Commander of the Dutch Gold Coast
- ad interim
- In office 17 February 1824 – 24 February 1824
- Monarch: William I of the Netherlands
- Preceded by: Hendrik Adriaan Mouwe
- Succeeded by: Friedrich Last

Personal details
- Born: 15 February 1784 Osnabrück, Prince-Bishopric of Osnabrück, Holy Roman Empire

= Johan David Carel Pagenstecher =

German colonial administrator

Johan David Carel Pagenstecher (15 February 1784 – unknown) was a colonial administrator who served as acting commander of the Dutch Gold Coast.

== Biography ==
Johan David Carel Pagenstecher was born in Osnabrück to Gabriel Christoph Pagenstecher and Clara Elisabeth Gösling. His father was a lawyer and senior councillor in Osnabrück and belonged to the Pagenstecher family, which enjoyed good relations with the Dutch royal House of Orange-Nassau.
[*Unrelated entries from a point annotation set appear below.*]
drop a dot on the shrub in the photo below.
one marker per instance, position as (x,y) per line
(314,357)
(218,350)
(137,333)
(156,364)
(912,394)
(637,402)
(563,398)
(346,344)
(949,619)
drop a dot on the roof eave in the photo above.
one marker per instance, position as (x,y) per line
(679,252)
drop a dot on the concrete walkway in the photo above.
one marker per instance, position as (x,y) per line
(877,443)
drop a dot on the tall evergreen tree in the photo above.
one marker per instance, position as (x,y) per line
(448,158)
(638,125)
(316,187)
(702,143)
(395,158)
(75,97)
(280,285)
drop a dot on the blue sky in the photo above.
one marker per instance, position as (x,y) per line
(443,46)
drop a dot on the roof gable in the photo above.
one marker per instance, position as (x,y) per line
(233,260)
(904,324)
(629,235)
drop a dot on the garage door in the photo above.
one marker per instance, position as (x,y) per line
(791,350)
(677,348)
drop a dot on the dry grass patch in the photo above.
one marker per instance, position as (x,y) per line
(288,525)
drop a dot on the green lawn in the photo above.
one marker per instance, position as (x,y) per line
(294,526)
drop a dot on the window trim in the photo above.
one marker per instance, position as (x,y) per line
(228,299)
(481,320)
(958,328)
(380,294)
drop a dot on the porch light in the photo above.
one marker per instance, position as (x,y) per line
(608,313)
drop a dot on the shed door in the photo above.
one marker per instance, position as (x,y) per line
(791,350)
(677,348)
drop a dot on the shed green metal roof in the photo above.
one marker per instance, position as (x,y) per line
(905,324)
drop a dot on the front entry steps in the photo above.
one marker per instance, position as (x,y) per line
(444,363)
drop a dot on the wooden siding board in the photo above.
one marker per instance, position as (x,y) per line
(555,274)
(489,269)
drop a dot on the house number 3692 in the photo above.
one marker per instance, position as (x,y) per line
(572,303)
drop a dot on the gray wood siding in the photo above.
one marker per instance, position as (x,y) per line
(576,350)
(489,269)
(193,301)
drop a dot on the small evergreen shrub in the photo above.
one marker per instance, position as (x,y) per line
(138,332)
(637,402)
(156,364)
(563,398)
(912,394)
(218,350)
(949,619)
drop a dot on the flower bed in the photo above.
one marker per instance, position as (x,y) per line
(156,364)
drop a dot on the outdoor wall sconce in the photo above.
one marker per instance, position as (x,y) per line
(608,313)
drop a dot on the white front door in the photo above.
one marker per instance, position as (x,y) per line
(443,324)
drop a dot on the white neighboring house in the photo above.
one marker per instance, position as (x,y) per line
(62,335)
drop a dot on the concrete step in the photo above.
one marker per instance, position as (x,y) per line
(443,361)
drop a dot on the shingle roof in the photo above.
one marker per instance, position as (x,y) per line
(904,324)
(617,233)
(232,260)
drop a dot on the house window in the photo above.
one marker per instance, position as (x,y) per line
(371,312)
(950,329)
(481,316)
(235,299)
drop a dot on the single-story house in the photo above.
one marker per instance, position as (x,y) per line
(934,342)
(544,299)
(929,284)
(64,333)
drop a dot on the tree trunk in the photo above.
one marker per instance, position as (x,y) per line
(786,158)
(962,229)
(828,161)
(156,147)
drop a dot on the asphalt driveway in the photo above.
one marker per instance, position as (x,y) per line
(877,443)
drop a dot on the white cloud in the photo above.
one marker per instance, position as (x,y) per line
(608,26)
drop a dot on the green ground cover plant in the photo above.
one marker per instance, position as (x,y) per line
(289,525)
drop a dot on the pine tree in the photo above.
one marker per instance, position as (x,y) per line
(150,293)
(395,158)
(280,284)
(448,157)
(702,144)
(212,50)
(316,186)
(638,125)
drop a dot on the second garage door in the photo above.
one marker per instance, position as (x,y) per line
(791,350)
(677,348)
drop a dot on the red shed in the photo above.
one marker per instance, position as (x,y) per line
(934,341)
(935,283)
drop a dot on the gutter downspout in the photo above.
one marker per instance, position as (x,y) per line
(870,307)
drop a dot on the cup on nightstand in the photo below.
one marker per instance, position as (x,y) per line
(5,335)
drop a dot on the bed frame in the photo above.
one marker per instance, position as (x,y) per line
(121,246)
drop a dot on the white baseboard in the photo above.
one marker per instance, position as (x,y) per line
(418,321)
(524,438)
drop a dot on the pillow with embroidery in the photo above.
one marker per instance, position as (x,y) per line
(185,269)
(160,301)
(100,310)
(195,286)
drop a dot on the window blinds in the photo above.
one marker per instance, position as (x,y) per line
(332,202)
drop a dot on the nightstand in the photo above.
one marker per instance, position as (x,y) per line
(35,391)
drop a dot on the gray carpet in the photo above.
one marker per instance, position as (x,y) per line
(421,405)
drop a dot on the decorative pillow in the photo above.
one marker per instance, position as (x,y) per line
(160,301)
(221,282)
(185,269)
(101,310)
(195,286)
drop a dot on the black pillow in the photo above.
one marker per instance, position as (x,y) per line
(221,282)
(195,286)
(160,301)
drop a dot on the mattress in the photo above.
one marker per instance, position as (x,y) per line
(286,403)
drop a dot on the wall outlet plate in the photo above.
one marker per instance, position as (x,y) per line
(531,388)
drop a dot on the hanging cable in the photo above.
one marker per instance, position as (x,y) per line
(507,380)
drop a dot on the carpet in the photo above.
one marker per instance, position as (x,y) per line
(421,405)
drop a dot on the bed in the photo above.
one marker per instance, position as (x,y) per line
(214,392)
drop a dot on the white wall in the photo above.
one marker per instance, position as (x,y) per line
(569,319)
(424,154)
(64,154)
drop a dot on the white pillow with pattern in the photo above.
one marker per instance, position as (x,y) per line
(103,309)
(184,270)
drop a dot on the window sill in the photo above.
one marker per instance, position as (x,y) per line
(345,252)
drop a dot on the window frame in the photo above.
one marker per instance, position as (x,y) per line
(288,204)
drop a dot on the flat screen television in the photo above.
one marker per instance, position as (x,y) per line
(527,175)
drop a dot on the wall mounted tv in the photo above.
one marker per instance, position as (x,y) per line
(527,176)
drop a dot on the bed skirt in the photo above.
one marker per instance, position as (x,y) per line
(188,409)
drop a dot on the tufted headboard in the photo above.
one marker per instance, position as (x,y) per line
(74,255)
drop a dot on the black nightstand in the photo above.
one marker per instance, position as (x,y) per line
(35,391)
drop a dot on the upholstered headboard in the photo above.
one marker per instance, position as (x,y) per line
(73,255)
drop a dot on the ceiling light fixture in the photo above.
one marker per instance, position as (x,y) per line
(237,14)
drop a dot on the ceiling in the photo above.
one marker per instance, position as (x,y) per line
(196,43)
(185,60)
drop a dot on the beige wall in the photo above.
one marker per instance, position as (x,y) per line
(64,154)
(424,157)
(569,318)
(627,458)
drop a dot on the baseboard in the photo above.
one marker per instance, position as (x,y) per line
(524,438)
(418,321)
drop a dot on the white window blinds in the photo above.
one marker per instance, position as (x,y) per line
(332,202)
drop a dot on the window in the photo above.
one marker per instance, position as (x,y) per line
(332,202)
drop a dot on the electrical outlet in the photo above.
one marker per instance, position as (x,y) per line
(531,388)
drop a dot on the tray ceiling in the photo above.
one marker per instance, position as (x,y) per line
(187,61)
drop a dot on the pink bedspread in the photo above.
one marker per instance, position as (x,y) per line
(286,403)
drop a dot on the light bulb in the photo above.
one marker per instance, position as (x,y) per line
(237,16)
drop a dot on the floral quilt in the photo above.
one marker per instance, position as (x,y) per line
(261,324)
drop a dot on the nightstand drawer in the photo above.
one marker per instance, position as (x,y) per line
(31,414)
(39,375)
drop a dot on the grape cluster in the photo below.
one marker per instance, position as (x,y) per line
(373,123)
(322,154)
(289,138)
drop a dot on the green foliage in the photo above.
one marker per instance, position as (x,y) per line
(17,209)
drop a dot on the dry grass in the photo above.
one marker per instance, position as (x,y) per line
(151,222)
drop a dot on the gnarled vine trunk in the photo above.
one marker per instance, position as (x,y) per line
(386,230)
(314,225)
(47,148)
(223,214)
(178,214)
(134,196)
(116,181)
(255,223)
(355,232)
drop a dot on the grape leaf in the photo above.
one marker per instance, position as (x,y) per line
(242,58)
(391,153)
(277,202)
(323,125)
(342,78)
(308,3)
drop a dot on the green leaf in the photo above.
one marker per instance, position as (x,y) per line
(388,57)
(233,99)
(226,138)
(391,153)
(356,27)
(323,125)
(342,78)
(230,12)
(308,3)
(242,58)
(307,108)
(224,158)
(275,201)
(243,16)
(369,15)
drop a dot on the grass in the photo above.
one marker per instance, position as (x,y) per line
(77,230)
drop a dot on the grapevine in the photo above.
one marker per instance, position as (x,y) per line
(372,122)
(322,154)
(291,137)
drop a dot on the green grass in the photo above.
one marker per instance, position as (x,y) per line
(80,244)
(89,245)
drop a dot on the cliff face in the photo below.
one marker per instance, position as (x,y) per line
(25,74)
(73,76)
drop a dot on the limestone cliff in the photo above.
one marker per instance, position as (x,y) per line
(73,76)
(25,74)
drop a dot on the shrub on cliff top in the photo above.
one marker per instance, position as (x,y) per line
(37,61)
On 1 November 1816, Pagenstecher joined the Dutch army à la suite for six years and went over to the battalion for the colonies on 1 January 1817. He departed to the Gold Coast on 11 December 1817.
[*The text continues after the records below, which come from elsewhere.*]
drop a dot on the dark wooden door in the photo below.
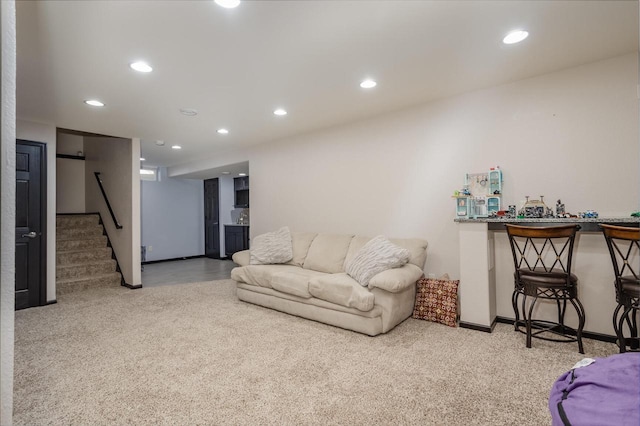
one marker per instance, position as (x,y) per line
(30,224)
(211,219)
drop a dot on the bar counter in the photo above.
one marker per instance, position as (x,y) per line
(486,270)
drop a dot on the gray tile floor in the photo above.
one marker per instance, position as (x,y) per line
(186,271)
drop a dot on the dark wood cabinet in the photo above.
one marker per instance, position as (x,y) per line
(236,238)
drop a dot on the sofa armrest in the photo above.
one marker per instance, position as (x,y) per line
(397,279)
(242,258)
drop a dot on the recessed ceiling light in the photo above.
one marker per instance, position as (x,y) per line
(93,102)
(368,84)
(141,66)
(228,4)
(188,111)
(515,37)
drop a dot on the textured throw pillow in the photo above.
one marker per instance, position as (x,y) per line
(437,300)
(272,247)
(378,255)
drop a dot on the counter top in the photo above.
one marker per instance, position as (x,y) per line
(552,220)
(588,224)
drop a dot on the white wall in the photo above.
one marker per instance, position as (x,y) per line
(46,133)
(226,205)
(571,134)
(7,204)
(172,217)
(69,144)
(70,181)
(118,161)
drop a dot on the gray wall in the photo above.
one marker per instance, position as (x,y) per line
(118,161)
(70,181)
(172,217)
(7,197)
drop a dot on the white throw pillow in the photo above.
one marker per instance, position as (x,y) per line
(272,247)
(378,255)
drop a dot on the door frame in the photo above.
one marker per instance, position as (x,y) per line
(217,203)
(43,216)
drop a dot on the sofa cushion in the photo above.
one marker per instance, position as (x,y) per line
(396,279)
(342,290)
(327,253)
(294,282)
(272,247)
(417,248)
(377,255)
(260,275)
(357,243)
(300,242)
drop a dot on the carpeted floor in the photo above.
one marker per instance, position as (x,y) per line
(193,354)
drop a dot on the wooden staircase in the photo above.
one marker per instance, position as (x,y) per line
(83,257)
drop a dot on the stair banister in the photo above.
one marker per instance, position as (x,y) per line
(106,199)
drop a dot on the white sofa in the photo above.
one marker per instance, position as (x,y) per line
(314,283)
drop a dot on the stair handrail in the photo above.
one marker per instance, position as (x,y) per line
(106,199)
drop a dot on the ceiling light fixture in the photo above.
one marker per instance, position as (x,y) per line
(93,102)
(141,66)
(515,37)
(188,112)
(228,4)
(368,84)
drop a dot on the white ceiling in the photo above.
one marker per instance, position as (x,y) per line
(235,66)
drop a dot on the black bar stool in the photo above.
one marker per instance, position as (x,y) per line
(624,247)
(542,259)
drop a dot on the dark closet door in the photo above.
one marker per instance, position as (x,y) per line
(211,219)
(30,224)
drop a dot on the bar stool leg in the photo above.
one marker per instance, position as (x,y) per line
(516,311)
(581,320)
(529,327)
(622,343)
(616,312)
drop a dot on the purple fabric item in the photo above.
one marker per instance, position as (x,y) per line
(606,392)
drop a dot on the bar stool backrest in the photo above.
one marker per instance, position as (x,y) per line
(624,247)
(544,250)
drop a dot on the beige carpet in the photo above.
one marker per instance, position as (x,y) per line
(193,354)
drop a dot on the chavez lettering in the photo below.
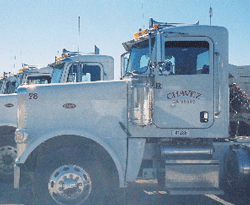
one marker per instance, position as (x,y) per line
(184,93)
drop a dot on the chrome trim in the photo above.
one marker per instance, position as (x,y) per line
(17,173)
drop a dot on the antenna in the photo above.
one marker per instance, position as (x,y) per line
(142,15)
(210,13)
(78,34)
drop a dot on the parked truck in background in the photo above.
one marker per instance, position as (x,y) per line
(8,119)
(167,119)
(69,67)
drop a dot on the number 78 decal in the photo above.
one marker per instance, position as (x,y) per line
(33,96)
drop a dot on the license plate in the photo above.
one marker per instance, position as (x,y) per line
(180,133)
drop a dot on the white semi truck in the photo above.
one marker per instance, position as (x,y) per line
(70,67)
(8,118)
(166,119)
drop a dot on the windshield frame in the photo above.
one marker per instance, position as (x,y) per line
(139,50)
(193,39)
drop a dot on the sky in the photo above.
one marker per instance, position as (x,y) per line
(35,31)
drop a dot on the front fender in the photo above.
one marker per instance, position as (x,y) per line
(24,150)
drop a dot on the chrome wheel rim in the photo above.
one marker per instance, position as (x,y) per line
(8,155)
(69,184)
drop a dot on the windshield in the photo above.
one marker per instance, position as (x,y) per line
(138,60)
(187,57)
(57,73)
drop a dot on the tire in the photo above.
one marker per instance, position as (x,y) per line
(68,176)
(8,155)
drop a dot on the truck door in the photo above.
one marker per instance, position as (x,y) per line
(184,84)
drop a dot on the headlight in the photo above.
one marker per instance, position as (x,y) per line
(20,136)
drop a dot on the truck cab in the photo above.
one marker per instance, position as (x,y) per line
(166,119)
(69,68)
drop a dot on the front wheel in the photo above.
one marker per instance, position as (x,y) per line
(8,155)
(70,177)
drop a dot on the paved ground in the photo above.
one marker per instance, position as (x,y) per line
(136,194)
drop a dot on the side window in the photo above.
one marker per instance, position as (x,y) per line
(72,74)
(203,63)
(91,73)
(186,58)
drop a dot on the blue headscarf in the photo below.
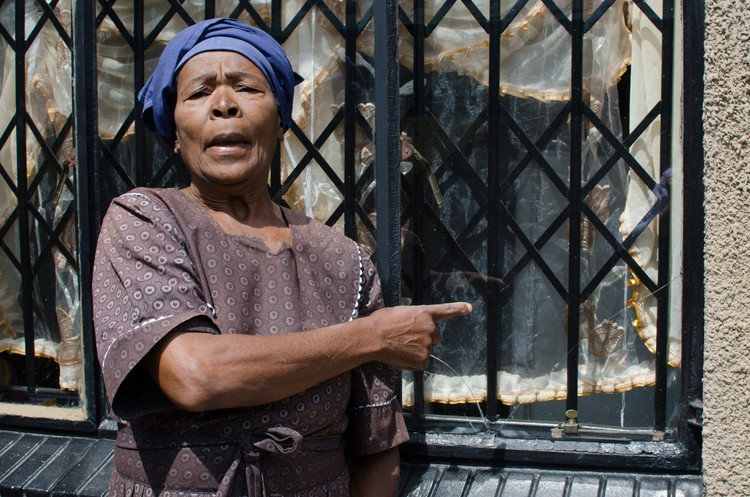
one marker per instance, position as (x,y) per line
(159,93)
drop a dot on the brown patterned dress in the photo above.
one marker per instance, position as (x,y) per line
(163,264)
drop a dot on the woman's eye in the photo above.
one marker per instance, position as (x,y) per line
(248,89)
(200,93)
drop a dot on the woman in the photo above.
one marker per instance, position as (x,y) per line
(244,346)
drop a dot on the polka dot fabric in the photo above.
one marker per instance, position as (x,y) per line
(163,264)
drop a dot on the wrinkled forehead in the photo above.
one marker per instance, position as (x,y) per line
(221,44)
(210,64)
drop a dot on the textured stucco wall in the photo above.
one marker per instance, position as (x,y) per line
(726,451)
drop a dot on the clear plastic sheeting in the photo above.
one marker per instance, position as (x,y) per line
(50,185)
(617,319)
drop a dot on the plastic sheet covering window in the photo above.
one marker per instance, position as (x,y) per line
(446,234)
(49,166)
(445,170)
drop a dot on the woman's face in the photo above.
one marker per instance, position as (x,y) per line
(226,122)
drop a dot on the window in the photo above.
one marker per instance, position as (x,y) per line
(516,154)
(41,352)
Following the death of acting commander Hendrik Adriaan Mouwe on 11 February 1824, Pagenstecher was designated acting commander of the Dutch Gold Coast on 17 February 1824, and took his oath of office on 21 February. He served until Friedrich Last arrived three days later to succeed him.

Pagenstecher had a troubled working relationship with colonial administrators and Euro-Africans on the coast. In late 1824, several colonial administrators complained to acting commander Friedrich Last about the conduct of Pagenstecher, which apart from heavy drinking included making condescending remarks about the abilities of virtually all Europeans and Euro-Africans on the Dutch Gold Coast and spreading rumours about their misconduct. It was also alleged that Pagenstecher had threatened acting commander Hendrik Adriaan Mouwe with a gun when Pagenstecher was sentenced to imprisonment in Fort St. Jago for taking ammunition from the commander's room without authorization, and that he deleted references to this incident from the governor's journal after Mouwe died and he took over as acting commander. He was also accused of having poisoned commander Willem Poolman, whose death was considered suspicious by the British surgeon major Beresford.
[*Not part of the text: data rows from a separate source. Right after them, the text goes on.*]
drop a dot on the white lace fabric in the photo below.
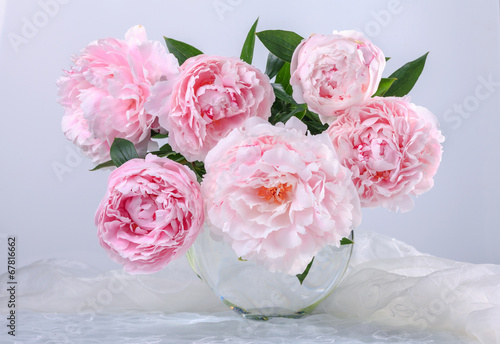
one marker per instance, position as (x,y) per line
(391,293)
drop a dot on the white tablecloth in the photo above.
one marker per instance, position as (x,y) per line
(391,294)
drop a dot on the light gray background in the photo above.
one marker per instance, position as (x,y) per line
(53,214)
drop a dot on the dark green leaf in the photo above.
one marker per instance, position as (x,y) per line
(303,275)
(248,46)
(273,65)
(283,78)
(346,241)
(182,51)
(298,111)
(406,77)
(313,123)
(109,163)
(280,93)
(166,148)
(280,42)
(198,168)
(122,151)
(384,85)
(156,135)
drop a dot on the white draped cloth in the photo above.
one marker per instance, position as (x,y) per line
(391,294)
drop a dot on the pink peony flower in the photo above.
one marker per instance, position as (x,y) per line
(392,147)
(104,92)
(331,73)
(152,213)
(212,96)
(278,196)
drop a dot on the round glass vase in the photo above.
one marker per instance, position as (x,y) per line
(256,293)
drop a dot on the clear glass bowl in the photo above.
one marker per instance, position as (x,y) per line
(256,293)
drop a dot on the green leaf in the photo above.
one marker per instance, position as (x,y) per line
(122,151)
(313,123)
(166,148)
(303,275)
(280,93)
(280,42)
(273,65)
(248,46)
(182,51)
(406,77)
(346,241)
(156,135)
(384,85)
(109,163)
(283,78)
(198,168)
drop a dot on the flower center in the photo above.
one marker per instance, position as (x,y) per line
(276,194)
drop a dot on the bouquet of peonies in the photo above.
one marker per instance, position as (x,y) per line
(278,170)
When Pagenstecher was again accused of transgressions on 22 January, acting commander Last decided to send Pagenstecher back to the Netherlands, "so that he could explain his grievances to the Minister". At the end of March a ship was found that was willing to take Pagenstecher, and after selling his last belongings, Pagenstecher left the Gold Coast on 24 March 1825.